The NIDA reports that drug abuse has a negative economic impact on our society, costing us approximately $67 billion per year. This figure includes costs related to drug crime, social welfare programs, medical costs related to drug abuse, and time lost from work. NIDA also states that getting treatment for drug addiction could reduce these costs.
Yet more startling statistics related to drug abuse in the U.S. (from 2003) come from the Centers for Disease Control and Prevention (CDC). The CDC reports that:
- More than 25,000 people died in 2003 from drug-induced effects
- The 123,235 adults living with AIDS in the U.S. in 2003 contracted the disease from injection drug use
- The survival rate for those persons is less than that for persons who contracted AIDS from other modes of transmission
- 47 percent of women diagnosed with AIDS are injection drug users
- 19 percent of women diagnosed with AIDS report having sex with injection drug users
The Hazelden Foundation reports that alcohol and drugs account for 52 percent of all traffic fatalities. In a study conducted in British Columbia, nearly 50 percent of drivers involved in motor vehicle crashes, tested positive for marijuana. Marijuana use increases the risk of a motor vehicle accident by at least 2-4 times.

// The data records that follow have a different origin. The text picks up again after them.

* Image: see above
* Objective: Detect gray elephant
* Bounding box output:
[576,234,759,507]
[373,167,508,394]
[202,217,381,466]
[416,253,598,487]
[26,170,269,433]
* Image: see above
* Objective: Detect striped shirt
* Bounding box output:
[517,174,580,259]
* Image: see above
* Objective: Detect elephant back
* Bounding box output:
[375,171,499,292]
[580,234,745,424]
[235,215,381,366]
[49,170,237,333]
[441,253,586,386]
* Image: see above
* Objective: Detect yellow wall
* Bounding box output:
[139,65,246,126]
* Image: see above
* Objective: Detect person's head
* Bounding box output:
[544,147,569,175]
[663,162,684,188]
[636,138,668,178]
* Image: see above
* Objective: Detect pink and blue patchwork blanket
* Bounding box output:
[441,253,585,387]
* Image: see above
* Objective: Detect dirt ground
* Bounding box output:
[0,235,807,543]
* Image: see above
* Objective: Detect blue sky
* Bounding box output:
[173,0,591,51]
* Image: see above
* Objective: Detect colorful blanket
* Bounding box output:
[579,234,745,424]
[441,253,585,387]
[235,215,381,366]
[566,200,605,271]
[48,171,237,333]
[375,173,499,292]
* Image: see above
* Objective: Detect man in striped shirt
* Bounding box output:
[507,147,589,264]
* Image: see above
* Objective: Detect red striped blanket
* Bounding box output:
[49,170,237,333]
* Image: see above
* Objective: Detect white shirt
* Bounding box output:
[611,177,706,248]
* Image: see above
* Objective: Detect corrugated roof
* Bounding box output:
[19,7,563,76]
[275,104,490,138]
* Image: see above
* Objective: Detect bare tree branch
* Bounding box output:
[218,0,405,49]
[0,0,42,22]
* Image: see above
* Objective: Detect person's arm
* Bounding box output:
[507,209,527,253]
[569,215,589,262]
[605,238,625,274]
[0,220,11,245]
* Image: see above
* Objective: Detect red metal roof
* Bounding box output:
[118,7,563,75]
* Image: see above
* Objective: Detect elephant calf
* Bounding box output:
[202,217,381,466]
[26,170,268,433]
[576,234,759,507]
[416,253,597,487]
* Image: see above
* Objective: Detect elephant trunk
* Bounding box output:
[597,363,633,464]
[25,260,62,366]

The Correlation between Drugs and Crime
It has been found that drugs and crime are interrelated, as demonstrated by research studies conducted by the National Institute of Justice (NIJ), a research branch of the U.S. Department of Justice. The NIJ has found that drug addicts have a stronger tendency to commit crimes. Addicts need money to finance their drug habits. In their desperation to get a drug “fix,” they may commit petty crimes. Often, smaller crimes can lead to bigger ones.
Prevention of Drug Use and Drug Addiction: Is it Possible?
In 2007, a study in the U.K. found that government-backed education and prevention programs designed to steer youngsters away from drugs appeared to have had very little impact. The rate of experimentation with illicit substances among school-aged children and teens continued at roughly the same rate. In fact, recent surveys in the U.K show that teens in Great Britain appear to be the heaviest drinkers and drug users in Europe.
This information about drug use in our society—and especially among our youth—is discouraging, but should not deter community services and anti-drug agencies from continuing their efforts to reach the younger demographic with information and programs that teach them about the perils of drinking and drug use.